When Annie told her, she shook her head and compressed her lips.

“The man’s a poisonous toad. I’m not saying that such things don’t happen now and again, mind you, parents abusing their children in order to get attention, but it should be called just that—abuse—and dealt with as such. But Sprake pulls MSBP out of his hat whenever he can’t diagnose a child or the parents refuse to cooperate with his conception of himself as God.”

“And there’s no way to have the diagnosis removed from Rowan’s records?”

“Not likely, even if the couple had unlimited funds and fancy lawyers. The boy seems all right now?”

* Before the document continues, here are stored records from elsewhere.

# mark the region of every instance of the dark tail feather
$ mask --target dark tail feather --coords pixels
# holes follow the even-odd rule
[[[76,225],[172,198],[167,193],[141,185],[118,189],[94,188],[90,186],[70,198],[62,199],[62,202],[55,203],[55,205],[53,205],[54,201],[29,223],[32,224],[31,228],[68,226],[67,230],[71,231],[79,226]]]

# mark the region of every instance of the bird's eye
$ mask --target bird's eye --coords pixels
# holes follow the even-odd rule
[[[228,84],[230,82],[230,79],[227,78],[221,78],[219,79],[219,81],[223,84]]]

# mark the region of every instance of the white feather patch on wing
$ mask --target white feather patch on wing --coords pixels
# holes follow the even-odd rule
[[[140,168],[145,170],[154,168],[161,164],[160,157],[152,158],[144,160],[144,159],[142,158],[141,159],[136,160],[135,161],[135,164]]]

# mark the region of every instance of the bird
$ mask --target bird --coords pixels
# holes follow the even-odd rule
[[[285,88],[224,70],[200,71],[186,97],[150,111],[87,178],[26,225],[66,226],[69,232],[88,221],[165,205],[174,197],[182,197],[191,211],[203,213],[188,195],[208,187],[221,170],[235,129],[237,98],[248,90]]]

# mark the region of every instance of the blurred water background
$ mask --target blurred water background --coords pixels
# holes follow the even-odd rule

“Remarkably well, as far as I can tell,” Annie had answered, and Althea nodded. She’d seen cases like that, where a young child failed to thrive, then, without any visible explanation, suddenly seemed to turn a corner. Certainly, both children, seen briefly peeking from behind their father in the main cabin of the narrowboat, had looked healthy, if a trifle thin. Better that, in her opinion, than

the pudginess she saw so often these days in children who spent hours in front of the telly.

“Doctor.” The whisper of Rowan Wain’s voice snapped Althea out of her woolgathering. The thin fingers Rowan placed on her arm were cold and blue as ice. “It’s bad, isn’t it?”

“Well, it’s not good, I’m afraid,” Althea admitted. “I don’t suppose I can change your mind about going to hospital?”

Rowan gave only the slightest shake of her head, but her eyes were adamant, and filled with a calm acceptance that made the doctor look away. Carefully coiling up her stethoscope and placing it in her bag, she said, “I can try to make you more comfortable. Perhaps some oxygen would help.”

“It won’t go on any records?”

“I’ll see it doesn’t.”

“Then that would be good. Thank you.” Rowan smiled. “Will you speak to my husband?”

“If you’d like, yes.” Thinking of the anxious faces of those waiting outside the tiny cabin, Althea was reminded of why she had become a pathologist—she found it much easier to deal with the dead than with the pain of the living. “I’ll come back soon,” she said.

“When I’ve arranged for the oxygen.”

Rowan’s eyes were drifting closed; even their short interview had tired her.

When the doctor emerged into the main cabin, she found only Annie and the husband, Gabriel Wain. There seemed to be a tension between them, and Althea wondered briefly if it was due to more than concern.

“I’ve sent the children up top,” Wain said, without offering any pleasantries. He, too, was thin, she realized, with the gauntness of worry, and his dark eyes were as feverish in their intensity as his rough demand when he spoke. “Say what you have to say.”

“I suspect you know what I’m going to tell you, Mr. Wain,” said Althea, speaking softly enough that she hoped her voice wouldn’t

carry into the next cabin. “Your wife is suffering from congestive heart failure. I understand your feelings about treatment, and in Rowan’s case I must say I fear her heart is too damaged for surgical intervention to be effective, even if it were possible. There are drugs that might help temporarily, but again . . . I’ve said I’d arrange some oxygen, to make her more comfortable. You do understand that this is strictly my opinion?” she added.